The Most Common Ways To Die While Traveling

Sorry, the Grim Reaper doesn't care if you're on vacation

Data
(Illustration: Tara Jacoby)
Mar 25, 2016 at 8:45 AM ET

If you’re flush enough to drop coin on an overseas vacation this year, consider yourself lucky. Americans made upwards of 60 million trips to regions outside the U.S. in 2015 to clomp through famous monuments and doze on beachfront hammocks. And as is the case with the circle of life, some of those travelers will be unfortunate enough to meet untimely ends while trying to take it easy.

According to recent Euromonitor data looking at 2015, Americans were expected to travel to a handful of countries overseas that year. The short list, in order from most frequently visited to least, is Mexico, Canada, Britain, France, Italy, Germany, the Bahamas, Jamaica, and China, with Spain and Japan tied for 11th. Meanwhile, the State Department collects U.S. citizen death data abroad for every country in the world. From October of 2002 through June of 2015, some 10,545 American deaths overseas have been tallied—which, the State Dept. emphasizes, are only deaths that have been reported to the State Dept. and can be established as occurring from non-natural causes.

This data doesn’t include any government or military deaths, for instance, or expatriates who may have resided overseas for some time — so what’s left are people traveling overseas for any number of reasons, but one can largely deduce that vacation is a big element. We looked at the causes of death for those 11 most-visited countries in 2015 and found that statistically, you’re more likely to simply endure a vacation hazard like an injury from bungee jumping or a case of malaria than to actually meet your maker. Some 30 million trips were taken to Mexico in 2015, and over the last 13 years, there have only been some 2,931 American deaths combined, averaging around 240 per year.

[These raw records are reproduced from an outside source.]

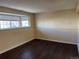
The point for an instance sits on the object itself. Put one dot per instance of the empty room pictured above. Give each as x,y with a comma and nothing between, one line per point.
39,29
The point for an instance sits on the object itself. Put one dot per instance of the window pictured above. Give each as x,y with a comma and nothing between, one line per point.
13,21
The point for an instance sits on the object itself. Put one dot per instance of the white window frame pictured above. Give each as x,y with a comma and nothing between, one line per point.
20,19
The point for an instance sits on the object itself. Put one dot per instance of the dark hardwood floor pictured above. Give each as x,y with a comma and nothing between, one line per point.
41,49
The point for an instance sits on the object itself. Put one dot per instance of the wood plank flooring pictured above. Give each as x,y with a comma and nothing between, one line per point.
41,49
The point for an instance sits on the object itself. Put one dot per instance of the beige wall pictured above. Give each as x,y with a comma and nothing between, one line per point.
59,26
15,37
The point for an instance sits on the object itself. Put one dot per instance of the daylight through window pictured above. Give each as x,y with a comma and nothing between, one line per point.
13,21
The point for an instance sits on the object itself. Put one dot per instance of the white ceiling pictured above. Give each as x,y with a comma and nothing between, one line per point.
37,6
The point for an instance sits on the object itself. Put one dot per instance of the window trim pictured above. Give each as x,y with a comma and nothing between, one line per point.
29,23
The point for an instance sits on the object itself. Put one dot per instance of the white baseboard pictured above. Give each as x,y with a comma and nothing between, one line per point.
15,46
58,41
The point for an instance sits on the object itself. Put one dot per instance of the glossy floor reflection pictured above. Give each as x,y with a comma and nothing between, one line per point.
40,49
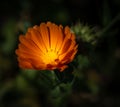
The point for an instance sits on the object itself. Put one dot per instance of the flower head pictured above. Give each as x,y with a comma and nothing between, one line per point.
46,47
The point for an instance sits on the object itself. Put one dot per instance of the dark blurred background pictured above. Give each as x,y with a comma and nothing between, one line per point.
101,62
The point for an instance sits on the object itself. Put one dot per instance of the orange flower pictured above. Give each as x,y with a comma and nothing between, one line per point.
46,47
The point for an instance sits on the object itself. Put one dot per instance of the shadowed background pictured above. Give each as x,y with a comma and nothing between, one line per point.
98,78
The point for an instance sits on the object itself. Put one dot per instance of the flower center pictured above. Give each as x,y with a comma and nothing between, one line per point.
50,57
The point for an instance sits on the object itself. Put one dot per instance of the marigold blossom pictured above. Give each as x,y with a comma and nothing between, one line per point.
46,47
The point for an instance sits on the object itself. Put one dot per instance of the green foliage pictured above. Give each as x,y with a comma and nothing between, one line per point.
93,77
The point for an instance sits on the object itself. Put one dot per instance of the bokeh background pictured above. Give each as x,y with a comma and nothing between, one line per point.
96,67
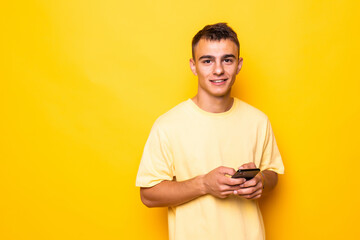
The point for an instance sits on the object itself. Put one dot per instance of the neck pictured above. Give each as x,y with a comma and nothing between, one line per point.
214,104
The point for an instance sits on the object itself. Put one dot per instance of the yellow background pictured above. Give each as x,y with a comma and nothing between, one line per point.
83,81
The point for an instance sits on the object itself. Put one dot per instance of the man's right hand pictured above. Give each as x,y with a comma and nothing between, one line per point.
172,193
219,183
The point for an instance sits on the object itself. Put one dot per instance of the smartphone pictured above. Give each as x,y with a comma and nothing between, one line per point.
246,173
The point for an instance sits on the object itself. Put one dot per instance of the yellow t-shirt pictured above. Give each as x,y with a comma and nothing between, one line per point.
186,142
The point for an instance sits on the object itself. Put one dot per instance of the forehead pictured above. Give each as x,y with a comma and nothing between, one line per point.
215,48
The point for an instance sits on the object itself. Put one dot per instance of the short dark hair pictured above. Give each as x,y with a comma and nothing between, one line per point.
215,32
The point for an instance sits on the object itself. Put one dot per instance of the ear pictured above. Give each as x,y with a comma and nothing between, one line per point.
239,65
193,66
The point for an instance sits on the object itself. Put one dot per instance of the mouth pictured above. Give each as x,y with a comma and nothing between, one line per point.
218,81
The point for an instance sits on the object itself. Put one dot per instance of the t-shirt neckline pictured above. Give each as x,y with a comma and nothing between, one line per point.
203,112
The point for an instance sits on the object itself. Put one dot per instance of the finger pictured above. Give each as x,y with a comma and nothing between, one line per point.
254,195
226,170
252,182
234,181
227,193
247,191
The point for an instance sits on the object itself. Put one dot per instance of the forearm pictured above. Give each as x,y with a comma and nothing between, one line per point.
173,193
270,179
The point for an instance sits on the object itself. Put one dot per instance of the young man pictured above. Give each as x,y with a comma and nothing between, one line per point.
194,148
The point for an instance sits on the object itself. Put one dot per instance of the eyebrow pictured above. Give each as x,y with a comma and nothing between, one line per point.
211,57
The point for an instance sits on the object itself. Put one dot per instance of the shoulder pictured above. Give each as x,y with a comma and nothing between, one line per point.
250,112
174,116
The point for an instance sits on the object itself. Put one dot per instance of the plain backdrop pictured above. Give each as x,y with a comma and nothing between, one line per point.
83,81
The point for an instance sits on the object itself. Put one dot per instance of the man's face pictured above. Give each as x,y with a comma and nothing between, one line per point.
216,64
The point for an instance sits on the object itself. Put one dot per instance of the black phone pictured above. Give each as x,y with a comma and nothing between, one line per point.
246,173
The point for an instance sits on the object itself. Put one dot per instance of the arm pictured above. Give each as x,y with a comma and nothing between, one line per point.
173,193
259,186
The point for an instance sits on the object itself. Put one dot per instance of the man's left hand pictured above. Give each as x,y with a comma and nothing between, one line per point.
253,188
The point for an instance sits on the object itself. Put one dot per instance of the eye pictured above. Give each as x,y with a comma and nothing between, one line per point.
207,61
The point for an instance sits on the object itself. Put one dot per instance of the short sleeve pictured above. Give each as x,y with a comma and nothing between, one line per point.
157,162
271,158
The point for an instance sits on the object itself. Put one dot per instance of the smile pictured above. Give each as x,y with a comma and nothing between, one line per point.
218,81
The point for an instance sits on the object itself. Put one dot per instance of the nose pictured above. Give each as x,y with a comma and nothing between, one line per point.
218,68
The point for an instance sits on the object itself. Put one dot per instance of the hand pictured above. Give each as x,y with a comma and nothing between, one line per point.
253,188
219,185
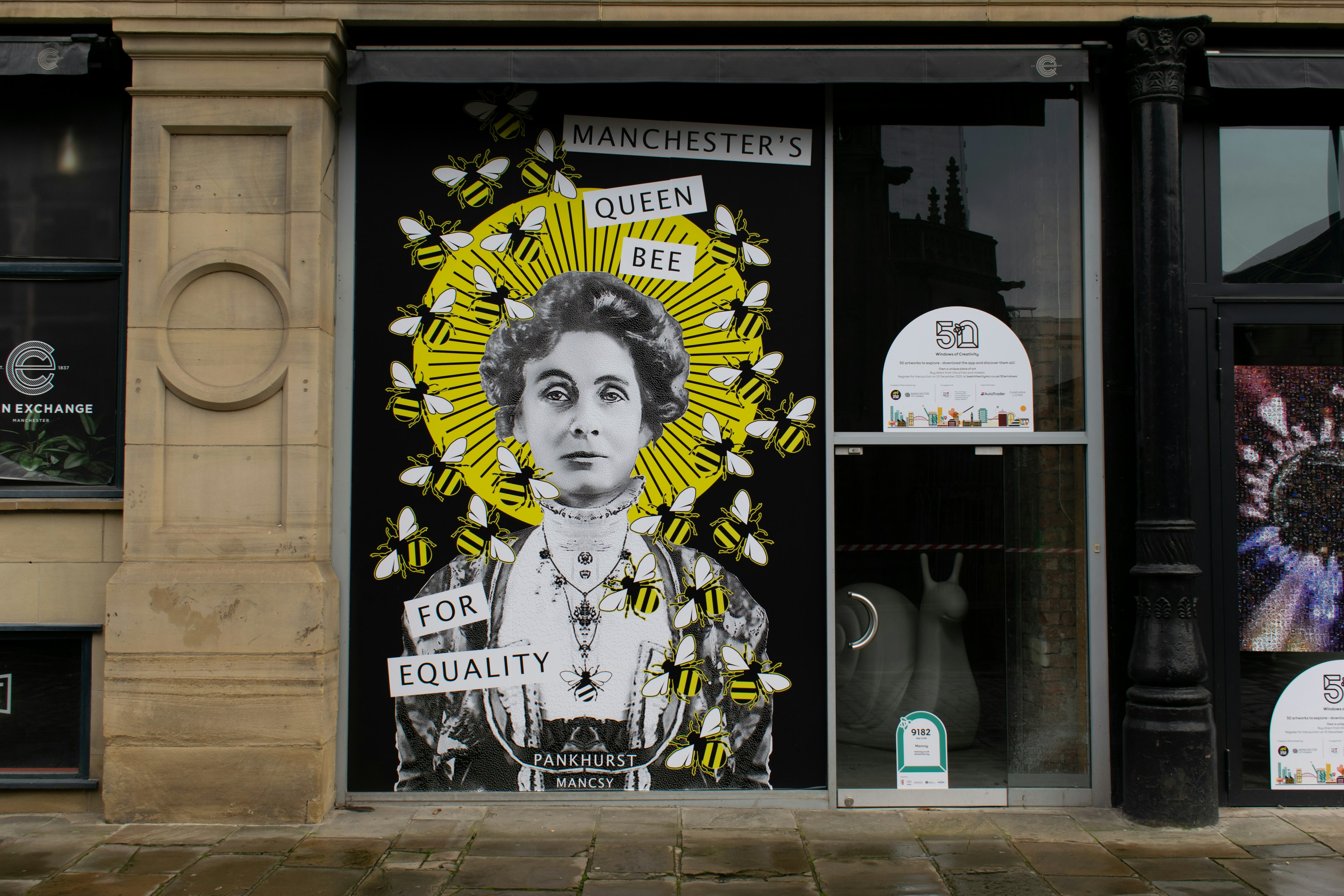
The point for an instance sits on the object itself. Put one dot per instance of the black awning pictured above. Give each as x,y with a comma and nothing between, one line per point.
720,65
43,57
1276,70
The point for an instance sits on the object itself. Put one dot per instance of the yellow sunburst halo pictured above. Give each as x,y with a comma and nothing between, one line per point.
566,244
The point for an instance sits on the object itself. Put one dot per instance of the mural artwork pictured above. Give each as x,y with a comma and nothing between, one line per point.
1291,518
580,553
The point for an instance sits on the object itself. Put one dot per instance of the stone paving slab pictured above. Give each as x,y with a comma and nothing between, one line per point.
262,839
173,835
1100,886
100,884
693,851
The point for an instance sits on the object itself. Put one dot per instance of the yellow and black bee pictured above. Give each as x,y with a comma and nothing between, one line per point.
678,673
635,590
472,182
717,455
734,244
482,532
744,316
546,168
587,683
749,381
750,679
441,475
704,746
429,320
494,304
521,485
706,598
668,522
738,531
412,399
406,548
503,117
430,252
519,237
785,429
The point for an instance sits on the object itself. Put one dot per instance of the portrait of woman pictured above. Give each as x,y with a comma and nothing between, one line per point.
585,385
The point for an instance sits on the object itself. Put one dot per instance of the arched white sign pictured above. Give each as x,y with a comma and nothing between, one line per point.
1307,731
956,367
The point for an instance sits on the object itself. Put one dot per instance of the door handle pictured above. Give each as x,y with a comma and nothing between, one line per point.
873,624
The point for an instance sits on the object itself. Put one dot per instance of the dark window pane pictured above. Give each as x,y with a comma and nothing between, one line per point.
974,205
1010,632
1280,205
41,706
58,401
61,179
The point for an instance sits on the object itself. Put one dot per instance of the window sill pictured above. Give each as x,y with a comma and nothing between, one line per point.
49,784
61,504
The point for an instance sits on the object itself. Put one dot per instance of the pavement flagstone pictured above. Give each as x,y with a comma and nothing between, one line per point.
511,849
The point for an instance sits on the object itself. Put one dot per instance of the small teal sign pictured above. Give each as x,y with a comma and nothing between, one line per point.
921,751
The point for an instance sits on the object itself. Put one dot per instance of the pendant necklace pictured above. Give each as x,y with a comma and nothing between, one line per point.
585,618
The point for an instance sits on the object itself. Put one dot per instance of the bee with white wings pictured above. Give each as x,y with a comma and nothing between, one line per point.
749,381
406,548
519,237
492,304
718,453
744,316
428,250
668,522
749,678
439,475
704,747
429,322
738,531
705,598
412,398
482,534
503,119
472,182
734,244
785,429
521,485
635,589
545,168
679,672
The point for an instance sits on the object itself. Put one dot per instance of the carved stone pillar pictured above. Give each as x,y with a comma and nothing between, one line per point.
224,617
1168,735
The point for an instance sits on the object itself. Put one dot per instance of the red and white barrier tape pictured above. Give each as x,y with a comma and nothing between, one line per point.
953,547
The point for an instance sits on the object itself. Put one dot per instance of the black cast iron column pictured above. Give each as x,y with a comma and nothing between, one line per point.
1168,738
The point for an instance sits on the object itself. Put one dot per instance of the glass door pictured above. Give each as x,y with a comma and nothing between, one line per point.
961,503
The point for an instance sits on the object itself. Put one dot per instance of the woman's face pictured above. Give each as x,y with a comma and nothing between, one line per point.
582,415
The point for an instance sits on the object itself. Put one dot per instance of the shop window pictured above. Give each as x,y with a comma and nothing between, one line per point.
45,698
1281,205
955,198
64,211
980,586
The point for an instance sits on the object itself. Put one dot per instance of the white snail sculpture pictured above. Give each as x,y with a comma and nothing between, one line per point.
917,660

About a third of those deaths were caused by vehicle accidents—car, bus, motorcycle, train, or pedestrian, meaning just slapping on a seatbelt could be all the extra precaution you need. The second leading cause of death in Mexico? Homicide: 843 Americans have been murdered in Mexico since 2002. In 2014 alone, 100 were killed, up from 81 the previous year (and here’s a map of the locations where Americans were murdered in Mexico since 2011). While news reports of drug-related violence and crime (including homicides and kidnappings) typically stem from more dangerous areas like Sinaloa, Tijuana and Baja California, and occur less in resort hotspots like Acapulco or warning-free zones like Mexico City. But it’s enough to make sure you don’t get caught in the wrong part of town.

After car accidents and homicides, drownings are the next most common way to go in many countries. It led the death count in Jamaica, where there were 176 deaths over the last decade, 50 of which were homicides, followed by 45 drownings. After that, maritime accidents are the biggest tourist hazard, accounting for eight deaths.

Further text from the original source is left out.